Check in line [2]: 3−2(1)=1 [OK]
So our solution is (3,1).

I don't understand why we multiply it. I see that if i try calculating it, i get an imaginary ( 2.714...) number. But if I double it, that doesn't change. Perhaps I also made a mistake in the calculation, but could not find it yet. (it's a simple one, you should be able to replicate in less than 1 minute).

#### KH%3

##### New member
I may have figured this one out myself now. If you can, it's easyer to "eliminate" a variable, to get a result. Which seems to work in the other examples too. I wasn't sure what eliminate ment, until i examined this question a bit further. sorry for wasting your time.

#### Dr.Peterson

##### Elite Member
Yes, the goal of the method is to reduce the system of equations from two equations with two variables, to one equation with one variable, which you know how to solve. "Elimination" means removing a variable, making the system simpler. If that doesn't happen, then you haven't accomplished anything.

Can you explain what you meant by "if i try calculating it, i get an imaginary ( 2.714...) number "? That number isn't imaginary, and I can't see where it would come from. Possibly there is another misunderstanding we can correct.

#### HallsofIvy

##### Elite Member
There are many different ways to solve systems of linear equations. With 3x+ y= 10 and x- 2y= 1, seeing the "+ y" and "-2y" we see we can get the same thing, with opposite signs, in the first equation and them adding the two equations "eliminating" the y terms, leaving a single equation in x.

But we could multiply the second equation by -3, giving us 3x+ y= 10 and -3x+ 6y= -3. Now adding the two equation "eliminates" the x term leaving 7y= 7 so that y= 1. Then x- 2y= x- 2= 1 so x= 3. That is, x= 3 and y= 1 as before.
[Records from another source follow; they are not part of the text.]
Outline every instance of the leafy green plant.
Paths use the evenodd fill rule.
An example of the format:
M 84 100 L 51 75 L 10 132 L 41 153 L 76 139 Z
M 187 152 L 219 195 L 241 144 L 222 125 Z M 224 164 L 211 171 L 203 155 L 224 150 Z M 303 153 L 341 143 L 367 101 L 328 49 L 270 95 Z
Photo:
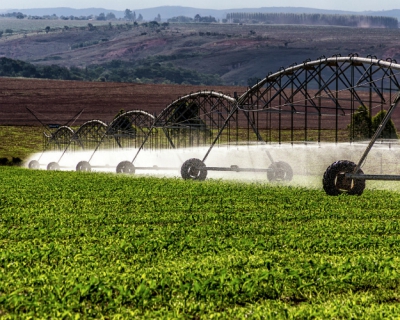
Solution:
M 0 167 L 0 310 L 399 316 L 398 193 Z

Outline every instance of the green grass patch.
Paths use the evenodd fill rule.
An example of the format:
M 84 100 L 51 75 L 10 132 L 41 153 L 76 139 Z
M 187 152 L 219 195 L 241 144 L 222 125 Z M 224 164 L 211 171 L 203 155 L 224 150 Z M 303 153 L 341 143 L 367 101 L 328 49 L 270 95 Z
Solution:
M 38 126 L 0 126 L 0 158 L 25 160 L 43 151 L 43 131 Z
M 4 318 L 395 318 L 400 198 L 0 168 Z

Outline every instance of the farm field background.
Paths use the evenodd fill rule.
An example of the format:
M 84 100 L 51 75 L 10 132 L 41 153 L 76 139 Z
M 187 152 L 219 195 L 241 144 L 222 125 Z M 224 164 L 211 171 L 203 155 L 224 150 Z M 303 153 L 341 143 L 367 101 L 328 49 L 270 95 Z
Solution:
M 398 317 L 400 200 L 1 167 L 0 316 Z

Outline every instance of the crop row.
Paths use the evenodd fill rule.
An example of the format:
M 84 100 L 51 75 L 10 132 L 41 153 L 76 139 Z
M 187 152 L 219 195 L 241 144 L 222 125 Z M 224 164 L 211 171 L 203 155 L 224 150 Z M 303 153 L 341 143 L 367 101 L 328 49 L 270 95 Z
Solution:
M 398 316 L 397 193 L 0 168 L 2 317 Z

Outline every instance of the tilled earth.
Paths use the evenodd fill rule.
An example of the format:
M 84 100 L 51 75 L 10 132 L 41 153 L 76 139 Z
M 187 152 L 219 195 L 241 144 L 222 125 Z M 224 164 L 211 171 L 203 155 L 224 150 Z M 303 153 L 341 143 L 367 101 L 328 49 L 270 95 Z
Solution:
M 110 122 L 121 109 L 158 115 L 177 98 L 200 90 L 233 96 L 246 88 L 0 78 L 0 125 Z

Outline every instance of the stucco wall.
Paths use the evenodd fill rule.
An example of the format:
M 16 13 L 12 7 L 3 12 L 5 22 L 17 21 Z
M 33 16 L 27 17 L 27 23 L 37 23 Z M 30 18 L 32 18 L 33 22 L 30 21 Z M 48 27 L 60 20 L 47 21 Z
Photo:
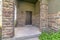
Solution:
M 60 0 L 48 2 L 49 26 L 53 29 L 60 28 Z
M 33 14 L 33 24 L 35 26 L 40 26 L 40 2 L 37 1 L 35 4 L 35 10 Z
M 26 11 L 32 11 L 32 25 L 39 26 L 39 2 L 36 4 L 28 3 L 28 2 L 19 2 L 17 8 L 17 25 L 23 26 L 26 21 Z
M 19 2 L 19 8 L 17 13 L 18 25 L 25 25 L 26 11 L 32 11 L 34 13 L 34 4 L 28 2 Z

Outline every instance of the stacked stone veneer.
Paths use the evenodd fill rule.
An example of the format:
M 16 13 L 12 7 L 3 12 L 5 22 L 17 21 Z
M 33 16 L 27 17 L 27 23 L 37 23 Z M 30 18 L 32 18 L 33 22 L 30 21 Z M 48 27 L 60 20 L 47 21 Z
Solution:
M 3 0 L 2 6 L 2 38 L 13 37 L 14 0 Z
M 40 29 L 48 27 L 48 3 L 42 0 L 40 3 Z

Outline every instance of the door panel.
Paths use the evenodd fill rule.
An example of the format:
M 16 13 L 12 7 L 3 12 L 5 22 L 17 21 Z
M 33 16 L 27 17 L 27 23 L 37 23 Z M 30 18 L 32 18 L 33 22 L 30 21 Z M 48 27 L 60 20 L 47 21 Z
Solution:
M 32 11 L 26 11 L 26 25 L 32 24 Z

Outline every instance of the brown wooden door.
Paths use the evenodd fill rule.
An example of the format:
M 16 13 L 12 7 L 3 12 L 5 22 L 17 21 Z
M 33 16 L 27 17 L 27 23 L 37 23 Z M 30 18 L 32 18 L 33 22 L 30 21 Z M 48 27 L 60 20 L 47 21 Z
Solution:
M 26 11 L 26 25 L 32 24 L 32 11 Z

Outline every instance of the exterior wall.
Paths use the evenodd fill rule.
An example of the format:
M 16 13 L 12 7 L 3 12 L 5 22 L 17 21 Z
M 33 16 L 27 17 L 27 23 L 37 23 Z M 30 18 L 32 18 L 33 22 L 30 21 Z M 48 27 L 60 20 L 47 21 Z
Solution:
M 19 8 L 17 13 L 18 26 L 24 26 L 26 20 L 26 11 L 32 11 L 34 13 L 34 4 L 28 2 L 19 2 Z
M 35 26 L 40 26 L 40 2 L 37 1 L 37 3 L 35 4 L 35 10 L 34 10 L 34 14 L 33 14 L 33 25 Z
M 2 38 L 11 38 L 14 36 L 14 0 L 3 0 L 2 16 Z
M 49 7 L 49 26 L 53 29 L 60 29 L 60 0 L 50 0 Z
M 19 7 L 17 8 L 17 26 L 24 26 L 25 20 L 26 20 L 26 11 L 32 11 L 32 25 L 39 26 L 39 2 L 37 2 L 35 5 L 28 2 L 19 2 Z

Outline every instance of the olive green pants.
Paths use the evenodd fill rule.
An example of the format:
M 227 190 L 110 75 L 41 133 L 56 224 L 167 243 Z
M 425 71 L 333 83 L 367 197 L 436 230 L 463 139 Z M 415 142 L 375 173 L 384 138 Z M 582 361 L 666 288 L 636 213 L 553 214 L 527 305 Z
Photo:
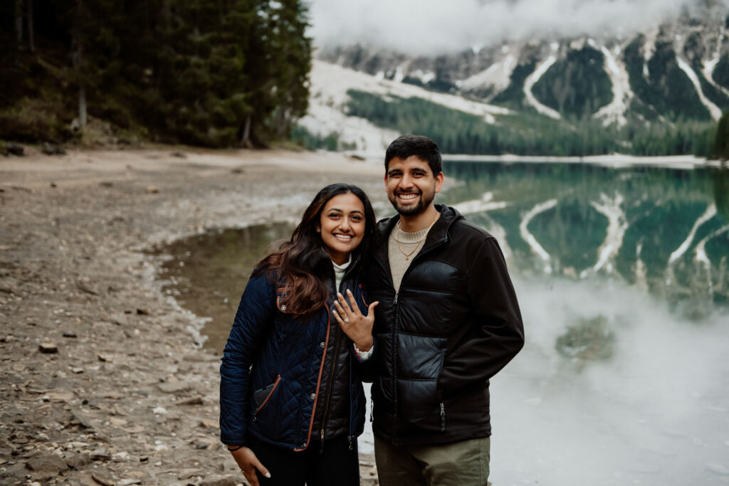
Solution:
M 490 437 L 396 446 L 375 436 L 380 486 L 486 486 L 490 457 Z

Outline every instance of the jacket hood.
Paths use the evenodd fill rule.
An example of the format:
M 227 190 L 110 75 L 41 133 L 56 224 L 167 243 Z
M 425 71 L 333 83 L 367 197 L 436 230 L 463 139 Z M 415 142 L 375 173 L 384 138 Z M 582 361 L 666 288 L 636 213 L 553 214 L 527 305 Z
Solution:
M 428 232 L 428 237 L 426 238 L 425 244 L 423 245 L 423 248 L 421 249 L 421 251 L 440 243 L 448 242 L 448 230 L 450 230 L 451 226 L 459 219 L 464 219 L 455 208 L 447 206 L 445 204 L 435 204 L 434 205 L 440 213 L 440 217 L 438 218 L 438 220 L 433 224 L 433 227 Z M 378 231 L 375 245 L 373 248 L 373 251 L 377 252 L 382 245 L 387 243 L 387 239 L 389 238 L 390 232 L 399 220 L 400 215 L 397 214 L 390 218 L 385 218 L 378 222 Z

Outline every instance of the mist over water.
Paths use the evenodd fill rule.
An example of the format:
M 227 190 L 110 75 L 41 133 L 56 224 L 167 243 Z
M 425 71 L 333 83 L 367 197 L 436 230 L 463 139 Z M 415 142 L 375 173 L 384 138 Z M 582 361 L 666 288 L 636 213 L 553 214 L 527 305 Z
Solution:
M 526 344 L 491 380 L 494 485 L 729 482 L 729 319 L 687 322 L 623 283 L 524 280 Z M 613 356 L 555 351 L 565 325 L 607 317 Z
M 497 238 L 525 325 L 524 349 L 491 383 L 494 486 L 729 484 L 727 172 L 444 171 L 437 202 Z M 163 250 L 166 291 L 212 317 L 206 346 L 222 353 L 253 265 L 292 229 Z M 371 431 L 359 444 L 372 452 Z

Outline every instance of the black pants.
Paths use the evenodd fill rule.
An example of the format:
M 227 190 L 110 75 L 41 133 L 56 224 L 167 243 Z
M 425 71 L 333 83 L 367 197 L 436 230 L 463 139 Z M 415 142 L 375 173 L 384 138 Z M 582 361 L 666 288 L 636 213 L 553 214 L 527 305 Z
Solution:
M 352 449 L 346 436 L 321 442 L 312 440 L 305 450 L 270 445 L 254 438 L 249 446 L 271 474 L 266 479 L 257 470 L 261 486 L 359 486 L 359 456 L 356 439 Z

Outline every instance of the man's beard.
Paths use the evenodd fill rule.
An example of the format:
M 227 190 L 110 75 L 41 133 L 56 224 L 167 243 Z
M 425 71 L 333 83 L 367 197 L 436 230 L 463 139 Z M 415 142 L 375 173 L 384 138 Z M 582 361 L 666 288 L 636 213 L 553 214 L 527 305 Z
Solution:
M 425 193 L 423 192 L 420 192 L 420 199 L 418 200 L 418 203 L 412 207 L 403 208 L 398 205 L 397 203 L 397 195 L 398 194 L 413 194 L 413 192 L 396 192 L 392 199 L 390 199 L 390 203 L 392 204 L 395 211 L 397 211 L 401 216 L 416 216 L 420 214 L 423 211 L 427 208 L 431 203 L 433 202 L 433 199 L 435 196 L 434 194 L 430 199 L 426 198 Z M 417 194 L 417 193 L 415 193 Z

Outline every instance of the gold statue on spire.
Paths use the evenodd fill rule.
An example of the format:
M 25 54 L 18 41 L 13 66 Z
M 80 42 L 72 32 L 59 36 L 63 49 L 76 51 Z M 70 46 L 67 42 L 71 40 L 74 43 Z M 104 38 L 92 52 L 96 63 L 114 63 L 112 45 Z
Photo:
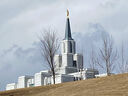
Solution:
M 67 18 L 69 18 L 69 11 L 68 11 L 68 9 L 67 9 Z

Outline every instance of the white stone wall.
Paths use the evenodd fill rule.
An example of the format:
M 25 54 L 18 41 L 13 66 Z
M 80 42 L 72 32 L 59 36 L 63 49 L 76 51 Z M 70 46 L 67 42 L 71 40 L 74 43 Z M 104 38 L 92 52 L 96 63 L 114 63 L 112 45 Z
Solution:
M 72 47 L 72 52 L 70 52 L 70 47 Z M 75 51 L 76 51 L 75 41 L 74 40 L 63 40 L 61 43 L 61 50 L 62 50 L 61 51 L 62 54 L 64 54 L 64 53 L 75 54 Z
M 73 67 L 73 54 L 62 54 L 62 67 Z
M 44 77 L 42 73 L 36 73 L 35 74 L 35 86 L 41 86 L 44 85 Z
M 17 84 L 16 83 L 11 83 L 11 84 L 7 84 L 6 86 L 6 90 L 13 90 L 17 88 Z
M 81 55 L 81 54 L 74 54 L 73 55 L 73 60 L 76 61 L 78 69 L 83 69 L 83 55 Z
M 33 76 L 20 76 L 20 77 L 18 77 L 17 88 L 26 88 L 27 82 L 31 78 L 33 78 Z
M 35 86 L 42 86 L 44 85 L 44 79 L 45 77 L 50 77 L 50 73 L 48 71 L 41 71 L 39 73 L 36 73 L 34 76 Z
A third method would to subtract 3x from both sides of the first equation: y= 10- 3x. Since y= 10- 3x, we can replace the y in the second equation to get x- 2y= x- 2(10- 3x)= x- 20+ 6x= 7x- 20= 1. Then 7x= 21 so x= 3 and y= 10- 3(3)= 10- 9= 1 as before.

Yet a fourth method would be to add 2y to both sides of the second equation; x= 1+ 2y. Now replace x in the first equation by that: 3(1+ 2y)+ y= 3+ 7y= 10. Subtract 3 from both sides to get 7y= 7 and then, again, 7y= 7 so y= 1 and x= 3.